The short synopsis of this article is that it is harder to lift a given amount of shifting sand than it is to lift a solid barbell or dumbbell. Why is this so? I will attempt to explain why in the language of science.
Force, or strength, when applied in a twisting motion, is known as TORQUE. Torque is a measure of the strength that a car's engine (or more commonly a truck's diesel engine) forces upon the driveshaft to twist it to force the wheels to turn. So torque is a measure of strength. Power, on the other hand, is a measure of the RATE OF SPEED at which either an engine or you and me can force motion upon some object.
If you have ever watched figure ice skating, you see that when a skater goes into a spin, they have their arms spread out. When they bring their arms in close to their body, and their feet closer together, they spin faster. This spin is called angular momentum.
Now for the weightlifting part. The bar of either a barbell or a dumbbell is a simple machine called a LEVER. And this bar, or lever, gives leverage, called mechanical advantage, to the act of lifting the weights on the end of the bar. In other words, the leverage of the bar makes it easier to lift the weights on the end.

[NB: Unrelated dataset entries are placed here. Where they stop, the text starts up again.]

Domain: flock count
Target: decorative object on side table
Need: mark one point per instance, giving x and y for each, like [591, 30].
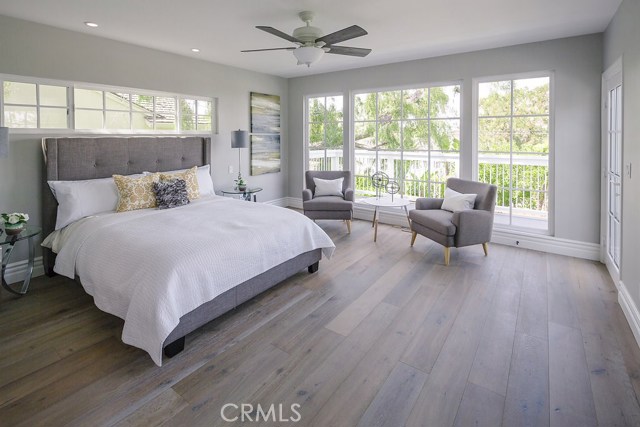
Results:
[14, 223]
[7, 243]
[239, 140]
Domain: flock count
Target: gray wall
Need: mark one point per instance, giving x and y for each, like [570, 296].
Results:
[29, 49]
[577, 66]
[622, 39]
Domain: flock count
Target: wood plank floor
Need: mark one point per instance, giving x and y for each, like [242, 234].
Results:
[383, 335]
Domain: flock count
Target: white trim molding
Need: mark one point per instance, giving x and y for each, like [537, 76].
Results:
[629, 309]
[16, 271]
[521, 239]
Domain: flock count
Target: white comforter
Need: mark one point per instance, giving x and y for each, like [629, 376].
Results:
[150, 267]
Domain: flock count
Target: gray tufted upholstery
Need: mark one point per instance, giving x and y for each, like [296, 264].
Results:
[456, 229]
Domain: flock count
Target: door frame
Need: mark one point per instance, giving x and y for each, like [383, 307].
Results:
[611, 74]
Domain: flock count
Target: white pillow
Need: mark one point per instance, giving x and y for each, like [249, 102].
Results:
[454, 201]
[78, 199]
[203, 174]
[328, 187]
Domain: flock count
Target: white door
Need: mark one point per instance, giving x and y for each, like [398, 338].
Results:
[612, 159]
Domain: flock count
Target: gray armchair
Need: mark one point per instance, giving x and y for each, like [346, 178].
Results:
[456, 229]
[328, 207]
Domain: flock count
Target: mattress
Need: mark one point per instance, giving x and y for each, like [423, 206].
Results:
[150, 267]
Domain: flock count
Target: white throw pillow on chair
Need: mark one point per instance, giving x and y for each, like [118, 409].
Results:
[328, 187]
[455, 202]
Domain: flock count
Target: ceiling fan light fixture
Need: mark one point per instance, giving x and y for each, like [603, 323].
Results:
[308, 55]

Also, the bearings in the collars at the end of the bar add angular momentum to the lifting process, making it still easier to lift the weights on the end. The leverage of the bar adds both torque and increases the power of the lift to add both strength (torque) and power (speed) to the motion of lifting a barbell or dumbbell. This makes lifting solid weight easier.

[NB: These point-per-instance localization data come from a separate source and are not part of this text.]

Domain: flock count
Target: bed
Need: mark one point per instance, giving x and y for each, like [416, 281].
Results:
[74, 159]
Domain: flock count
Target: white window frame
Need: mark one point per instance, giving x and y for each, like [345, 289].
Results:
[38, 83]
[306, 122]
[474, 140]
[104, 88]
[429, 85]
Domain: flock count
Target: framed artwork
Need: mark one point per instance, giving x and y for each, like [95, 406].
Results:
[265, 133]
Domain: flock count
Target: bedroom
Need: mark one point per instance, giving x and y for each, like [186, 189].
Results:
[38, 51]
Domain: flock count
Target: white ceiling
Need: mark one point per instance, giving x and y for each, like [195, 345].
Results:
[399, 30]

All of this leverage, also called mechanical advantage, makes it easier to lift a given amount of weight. There are lifting bars called AXLES that have no bearings on the end, and actually make lifting harder. This is a step in the right direction.

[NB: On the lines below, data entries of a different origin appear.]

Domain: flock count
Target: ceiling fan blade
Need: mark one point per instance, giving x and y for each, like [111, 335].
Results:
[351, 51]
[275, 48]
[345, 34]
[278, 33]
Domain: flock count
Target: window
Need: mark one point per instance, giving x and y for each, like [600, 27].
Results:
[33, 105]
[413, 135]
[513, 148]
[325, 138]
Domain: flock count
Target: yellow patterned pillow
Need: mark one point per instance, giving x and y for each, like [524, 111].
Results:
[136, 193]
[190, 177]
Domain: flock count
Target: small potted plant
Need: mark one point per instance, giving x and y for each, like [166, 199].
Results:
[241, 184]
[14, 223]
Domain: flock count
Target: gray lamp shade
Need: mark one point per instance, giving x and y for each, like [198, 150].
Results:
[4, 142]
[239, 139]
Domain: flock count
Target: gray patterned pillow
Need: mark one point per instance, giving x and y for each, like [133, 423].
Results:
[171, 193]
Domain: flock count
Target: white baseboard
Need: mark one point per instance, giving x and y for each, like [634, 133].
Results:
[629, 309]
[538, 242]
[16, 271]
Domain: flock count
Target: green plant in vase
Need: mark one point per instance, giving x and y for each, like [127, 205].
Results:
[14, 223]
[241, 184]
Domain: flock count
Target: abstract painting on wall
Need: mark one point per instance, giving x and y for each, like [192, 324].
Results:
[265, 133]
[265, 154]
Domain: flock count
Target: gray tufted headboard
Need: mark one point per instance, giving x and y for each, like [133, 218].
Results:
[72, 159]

Now, let's talk about lifting a sandbag. It is a lump with little or no mechanical advantage. The advantage of our sandbags is that they have no external handles, which provide a little leverage on the weight of the separate sand. All of the other guys' sandbags have external handles which act like a lever to help lift the sand load.
Also, with any sandbag, you are having to make constant tiny adjustments with your body's stabilizer muscles to the shifting load of sand. This gives much better functional fitness benefits than lifting a solid weight.
The only downside of sandbag training is that you have no bragging rights that come with using bars to lift as much weight as physics and your muscles will allow. To this day, it seems to be the whole process of weightlifting is to be able to brag about how much you can lift in a given exercise.
Again, sandbag training is not about bragging rights. It is about making the load HARDER to lift, rather than easier. And that increase in difficulty increases the functional fitness benefits greatly. Also, the momuntum of the sandbag as it is being lifted is broken up by all of the grains of sand that shift while you are lifting it.
In short, sandbags are harder to lift than barbells and dumbbells, and give no bragging rights, but give superior funcitonal fitness training benefits for performance-based results.